In traditional approaches, both human users and machines authenticate using some form of credentials like passwords or API keys/secrets. However, these methods expose a risk as they may be compromised by malicious actors. Regular rotation and updating the source of truth for these credentials can also become cumbersome in shared systems where multiple team members are involved.

OIDC Concepts and Roles

Client: A machine that requires authorized access to a resource server. This could be a mobile app, web application, or any other software that needs to interact with protected resources.

Resource Server: The machine providing the resource(s) the client needs.

Authenticator (usually Resource Server itself): A machine responsible for authenticating clients, verifying their legitimacy, and issuing temporary access tokens for authorized requests.

Identity: The client needs to be able to identify itself as an entity to the server, and the server should be able to validate that the client is indeed who they said they are.

With these definitions established, I’d like to now attempt to put all of these together.
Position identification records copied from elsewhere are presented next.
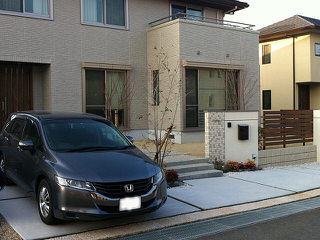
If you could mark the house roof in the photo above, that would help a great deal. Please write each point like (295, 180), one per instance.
(294, 25)
(225, 5)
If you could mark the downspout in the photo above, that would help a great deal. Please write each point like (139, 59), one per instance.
(232, 10)
(294, 71)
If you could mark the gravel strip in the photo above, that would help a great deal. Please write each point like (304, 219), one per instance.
(7, 232)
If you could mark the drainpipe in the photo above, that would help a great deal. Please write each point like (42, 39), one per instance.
(294, 71)
(232, 10)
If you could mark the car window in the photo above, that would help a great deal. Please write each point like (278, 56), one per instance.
(63, 135)
(16, 127)
(31, 133)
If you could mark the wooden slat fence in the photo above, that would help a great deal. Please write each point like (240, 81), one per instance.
(287, 127)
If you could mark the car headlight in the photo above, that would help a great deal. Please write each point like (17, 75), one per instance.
(75, 184)
(158, 177)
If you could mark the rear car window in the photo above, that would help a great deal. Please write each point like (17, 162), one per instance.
(15, 127)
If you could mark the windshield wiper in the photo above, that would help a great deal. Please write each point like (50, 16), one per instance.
(124, 147)
(90, 149)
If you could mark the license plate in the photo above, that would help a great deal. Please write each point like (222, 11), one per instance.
(127, 204)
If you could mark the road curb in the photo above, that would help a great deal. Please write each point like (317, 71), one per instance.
(151, 225)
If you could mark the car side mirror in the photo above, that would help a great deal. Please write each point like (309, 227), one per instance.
(131, 139)
(26, 145)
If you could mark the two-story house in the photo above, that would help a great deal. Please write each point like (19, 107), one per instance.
(290, 64)
(71, 55)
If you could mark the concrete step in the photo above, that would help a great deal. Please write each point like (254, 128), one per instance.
(193, 167)
(200, 174)
(173, 163)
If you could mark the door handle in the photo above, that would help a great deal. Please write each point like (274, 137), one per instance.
(5, 107)
(19, 149)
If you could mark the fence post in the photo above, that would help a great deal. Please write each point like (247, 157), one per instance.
(316, 132)
(263, 135)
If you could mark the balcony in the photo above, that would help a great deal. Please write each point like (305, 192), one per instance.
(209, 41)
(202, 19)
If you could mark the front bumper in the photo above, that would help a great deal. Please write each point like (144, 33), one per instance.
(74, 204)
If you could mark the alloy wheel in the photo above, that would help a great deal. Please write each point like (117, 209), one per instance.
(44, 202)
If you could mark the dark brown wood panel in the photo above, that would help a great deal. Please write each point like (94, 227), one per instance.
(287, 127)
(15, 89)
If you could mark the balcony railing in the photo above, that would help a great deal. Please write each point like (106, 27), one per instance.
(201, 19)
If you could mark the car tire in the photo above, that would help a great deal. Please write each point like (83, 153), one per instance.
(45, 203)
(8, 182)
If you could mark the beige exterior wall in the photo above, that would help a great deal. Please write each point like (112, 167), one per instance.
(206, 43)
(65, 43)
(315, 60)
(58, 47)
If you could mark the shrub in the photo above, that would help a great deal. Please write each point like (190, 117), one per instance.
(250, 165)
(234, 166)
(172, 175)
(226, 168)
(218, 164)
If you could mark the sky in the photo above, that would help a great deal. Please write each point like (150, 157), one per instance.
(265, 12)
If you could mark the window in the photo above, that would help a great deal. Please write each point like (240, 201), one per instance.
(35, 8)
(73, 135)
(16, 127)
(266, 99)
(206, 90)
(104, 12)
(266, 54)
(189, 13)
(317, 49)
(31, 133)
(106, 95)
(156, 90)
(191, 98)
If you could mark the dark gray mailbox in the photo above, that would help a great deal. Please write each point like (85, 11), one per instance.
(243, 132)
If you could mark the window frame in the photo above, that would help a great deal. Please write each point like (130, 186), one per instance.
(263, 100)
(104, 24)
(186, 6)
(106, 70)
(156, 91)
(31, 15)
(315, 49)
(264, 55)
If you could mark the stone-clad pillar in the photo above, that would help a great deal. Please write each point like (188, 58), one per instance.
(215, 135)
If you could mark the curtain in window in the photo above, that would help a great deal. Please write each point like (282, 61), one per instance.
(11, 5)
(93, 11)
(115, 12)
(95, 88)
(37, 6)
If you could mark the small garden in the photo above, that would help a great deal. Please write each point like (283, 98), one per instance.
(233, 166)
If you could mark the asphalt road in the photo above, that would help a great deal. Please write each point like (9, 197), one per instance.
(302, 226)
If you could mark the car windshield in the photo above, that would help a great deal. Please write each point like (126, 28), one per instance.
(83, 135)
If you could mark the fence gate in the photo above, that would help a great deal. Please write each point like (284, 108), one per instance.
(287, 127)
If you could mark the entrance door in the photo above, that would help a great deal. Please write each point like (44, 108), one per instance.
(304, 97)
(15, 89)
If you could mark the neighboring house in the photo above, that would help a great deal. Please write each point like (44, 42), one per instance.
(65, 55)
(290, 64)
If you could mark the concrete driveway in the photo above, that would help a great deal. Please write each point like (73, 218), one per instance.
(20, 211)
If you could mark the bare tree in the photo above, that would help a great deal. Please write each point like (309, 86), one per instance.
(164, 102)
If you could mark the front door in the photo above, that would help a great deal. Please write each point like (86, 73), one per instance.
(15, 89)
(304, 97)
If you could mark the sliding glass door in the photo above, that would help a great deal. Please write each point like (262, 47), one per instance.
(206, 90)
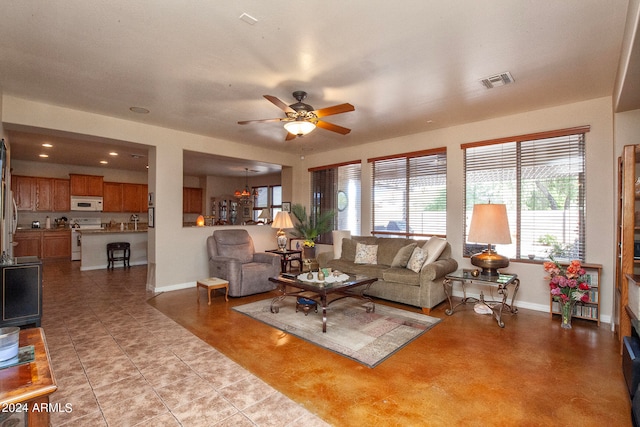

  • Someone who has the authority first goes and registers the client’s identity on the Authenticator. This is usually the action of a human being and is important. This specific actions is what allows the client to request authentication and authorization. The authorization is granted only to specific resources in the resource server. It’s not the keys to the kingdom.
  • Client initiates an authentication request to the Authenticator with an identity, requesting access to select resource(s).
  • Authenticator validates the identity, and confirms that the client is indeed allowed to access these resources, and provides temporary access through a token.
  • The client uses the token to make authorized requests to the resource server.
  • The resource server validates and confirms that the token is indeed valid and the resource being requested are authorized through the token.

This is what OIDC is. It’s a pretty powerful system, which seems confusing at first but is quite an elegant solution to the problem of managing credentials, toiling on keeping them up to date etc.